Why is C.K. sabotaging himself like this? I thought at the time. Why is he dialing down the humor and dialing up the moralizing, throwing his immaculate comedic balance out of whack? The answer, I realized, is that deep down, C.K. doesn't really trust comedy at all. A joke is a functional thing. It has to work; it has to make people laugh. But a true artist doesn't have to please anyone but himself. And as Andrew Marantz recently wrote on The New Yorker's website, "this is C.K.’s motivating anxiety—the most conventional of anxieties, but no less powerful for being a cliché: his desire to be recognized, despite a thin C.V., as an artist."

His life choices left him with a chip on his shoulder. In his recent HBO special, C.K. said, “A fifty-five-year-old garbage man is a million times smarter than a twenty-eight-year-old with three Ph.D.s. Especially smarter than him, because this idiot has been thinking about three things for, like, fifteen years.” This is C.K.’s rebuke of his father, [a Harvard-trained economist] with whom he has a troubled relationship. It is also self-justification: I may not have studied Hegel and Uta Hagen, C.K. is saying, but I have slept in musty motels in fifty states, and I have crashed a motorcycle, and I once found a computer on the street and reassembled it by hand, and that makes me a more interesting artist.

Which brings us, finally, to "Pamela Part 2" and "Pamela Part 3." I'll tell you the truth: as I sat down to watch Louie's finale episodes Monday night, I expected more of the same. More seriousness, more Issues, more auteurism—and less laughter. But what I got was the opposite. Over the course of about 50 minutes, Louie and his reluctant longtime crush Pamela (played with acerbic toughness by Pamela Adlon) haltingly crossed the line from friendship to "relationship." Their first date was telling: they stumbled into a contemporary white-cube art gallery and proceeded to giggle their way past neon nooses, a bag of poop, and an all-black canvas entitled "Jews." I read the scene as a corrective of sorts: an admission from C.K. that a lot of what passes as Art is just self-involved posturing—including, at times, his own Art. Making people laugh is an art, too.

The rest of Louie and Pamela's courtship bore this out. The shooting stars in Central Park. The antique furniture shopping. The show-and-tell camera phone seduction. The clumsy sex on the floor. The encounter with Louie's ex. The pep talk in the alley after Louie's show. All of it was touching and funny and irresistibly human. And yet the finale still made an important point, like much of the rest of Season 4, about gender: much of what we see as masculine and feminine in a relationship is BS. Louie is the one who says "I love you"; Pamela is the one who resists. Pamela is the one who ultimately initiates sex; Louie follows her lead. And in the season's remarkable final scene, Louie is the one who is uncomfortable with his body—and Pamela is the one who assures him that he's beautiful. None of this feels like a lecture.

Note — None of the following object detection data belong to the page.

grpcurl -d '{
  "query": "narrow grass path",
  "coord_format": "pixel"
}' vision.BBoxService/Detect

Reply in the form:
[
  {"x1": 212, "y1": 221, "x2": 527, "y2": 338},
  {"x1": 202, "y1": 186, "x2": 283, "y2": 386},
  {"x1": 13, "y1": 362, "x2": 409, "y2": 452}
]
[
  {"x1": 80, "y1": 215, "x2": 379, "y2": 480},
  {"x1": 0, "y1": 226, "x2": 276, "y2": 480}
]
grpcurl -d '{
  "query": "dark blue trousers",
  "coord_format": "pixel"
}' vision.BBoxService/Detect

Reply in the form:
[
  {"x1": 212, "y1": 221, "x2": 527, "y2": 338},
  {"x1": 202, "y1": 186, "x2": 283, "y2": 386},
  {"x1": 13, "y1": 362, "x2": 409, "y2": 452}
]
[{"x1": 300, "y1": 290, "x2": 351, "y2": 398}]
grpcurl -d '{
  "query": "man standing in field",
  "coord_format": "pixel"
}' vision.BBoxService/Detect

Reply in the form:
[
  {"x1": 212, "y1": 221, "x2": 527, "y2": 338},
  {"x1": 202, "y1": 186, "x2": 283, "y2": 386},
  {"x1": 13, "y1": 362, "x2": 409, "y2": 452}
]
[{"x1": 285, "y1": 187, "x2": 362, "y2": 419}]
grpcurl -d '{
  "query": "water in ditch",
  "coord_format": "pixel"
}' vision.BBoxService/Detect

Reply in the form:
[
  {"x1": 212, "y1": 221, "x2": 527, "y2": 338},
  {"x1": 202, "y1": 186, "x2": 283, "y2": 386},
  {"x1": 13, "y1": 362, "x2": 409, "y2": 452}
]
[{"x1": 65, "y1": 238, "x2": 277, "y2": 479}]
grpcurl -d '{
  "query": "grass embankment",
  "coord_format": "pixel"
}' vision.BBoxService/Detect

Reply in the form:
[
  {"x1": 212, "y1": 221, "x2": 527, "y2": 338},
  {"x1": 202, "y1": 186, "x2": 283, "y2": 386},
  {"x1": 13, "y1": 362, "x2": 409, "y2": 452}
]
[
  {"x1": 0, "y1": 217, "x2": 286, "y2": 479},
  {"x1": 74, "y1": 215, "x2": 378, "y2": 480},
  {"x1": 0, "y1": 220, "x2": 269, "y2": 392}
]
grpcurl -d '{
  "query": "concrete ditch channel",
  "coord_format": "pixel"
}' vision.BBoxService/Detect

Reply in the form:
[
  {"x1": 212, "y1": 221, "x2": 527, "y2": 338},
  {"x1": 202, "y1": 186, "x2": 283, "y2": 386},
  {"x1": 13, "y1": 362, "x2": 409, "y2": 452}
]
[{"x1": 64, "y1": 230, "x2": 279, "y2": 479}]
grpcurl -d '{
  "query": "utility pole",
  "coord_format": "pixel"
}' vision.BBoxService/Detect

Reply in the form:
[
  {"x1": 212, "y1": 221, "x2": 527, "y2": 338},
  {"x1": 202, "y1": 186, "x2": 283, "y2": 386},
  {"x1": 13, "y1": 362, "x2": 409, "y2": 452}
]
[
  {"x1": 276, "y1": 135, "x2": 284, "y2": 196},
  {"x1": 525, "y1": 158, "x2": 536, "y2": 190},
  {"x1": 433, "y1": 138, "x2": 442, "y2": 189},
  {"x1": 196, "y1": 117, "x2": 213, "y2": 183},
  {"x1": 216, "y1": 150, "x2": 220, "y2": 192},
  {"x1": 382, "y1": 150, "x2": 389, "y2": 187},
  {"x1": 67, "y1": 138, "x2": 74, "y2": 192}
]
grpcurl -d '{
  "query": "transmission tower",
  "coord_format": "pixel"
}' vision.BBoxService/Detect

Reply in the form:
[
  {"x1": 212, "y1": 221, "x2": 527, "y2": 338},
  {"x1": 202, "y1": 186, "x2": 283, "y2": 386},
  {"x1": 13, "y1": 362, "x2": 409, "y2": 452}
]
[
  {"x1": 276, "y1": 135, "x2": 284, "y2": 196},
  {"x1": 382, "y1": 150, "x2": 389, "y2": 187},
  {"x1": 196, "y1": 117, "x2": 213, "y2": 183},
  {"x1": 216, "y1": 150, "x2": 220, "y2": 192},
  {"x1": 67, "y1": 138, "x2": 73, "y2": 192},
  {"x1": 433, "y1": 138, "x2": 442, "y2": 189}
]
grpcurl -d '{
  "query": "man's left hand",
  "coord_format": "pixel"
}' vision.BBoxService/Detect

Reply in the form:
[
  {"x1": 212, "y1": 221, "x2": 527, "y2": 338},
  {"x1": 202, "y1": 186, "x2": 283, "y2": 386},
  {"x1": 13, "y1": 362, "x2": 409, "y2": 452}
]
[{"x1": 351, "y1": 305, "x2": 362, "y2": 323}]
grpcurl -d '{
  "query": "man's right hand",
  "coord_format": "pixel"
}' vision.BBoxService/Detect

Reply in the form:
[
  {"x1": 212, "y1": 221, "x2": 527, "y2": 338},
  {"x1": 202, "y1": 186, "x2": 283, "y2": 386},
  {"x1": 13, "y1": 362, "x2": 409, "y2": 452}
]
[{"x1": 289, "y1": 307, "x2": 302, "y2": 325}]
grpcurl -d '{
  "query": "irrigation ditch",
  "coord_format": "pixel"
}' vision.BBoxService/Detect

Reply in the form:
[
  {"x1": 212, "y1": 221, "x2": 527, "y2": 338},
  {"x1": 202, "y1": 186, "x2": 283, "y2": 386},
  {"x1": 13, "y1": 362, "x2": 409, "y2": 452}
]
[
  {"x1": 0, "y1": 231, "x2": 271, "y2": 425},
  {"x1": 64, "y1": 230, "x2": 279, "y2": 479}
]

It's too light, too organic, and ultimately too enjoyable for that. Showing, not telling. It was my favorite romantic comedy of the year.

I'm tempted to say that I wish more of Season 4 had unfolded like Monday's episodes. But the more I think about it, the more I'm thankful for Louie's excesses and missteps. It's rare that we get to see an artist of C.K.'s caliber working out what he wants to say and how he wants to say it on TV every week—without any interference from focus groups or meddling executives. Louie is C.K., artistic pretensions and all. A more polished, less personal production may not have uncorked a stinker like "Into the Woods"—but it wouldn't have scaled the finale's lofty heights, either. That's a tradeoff I'm more than willing to make.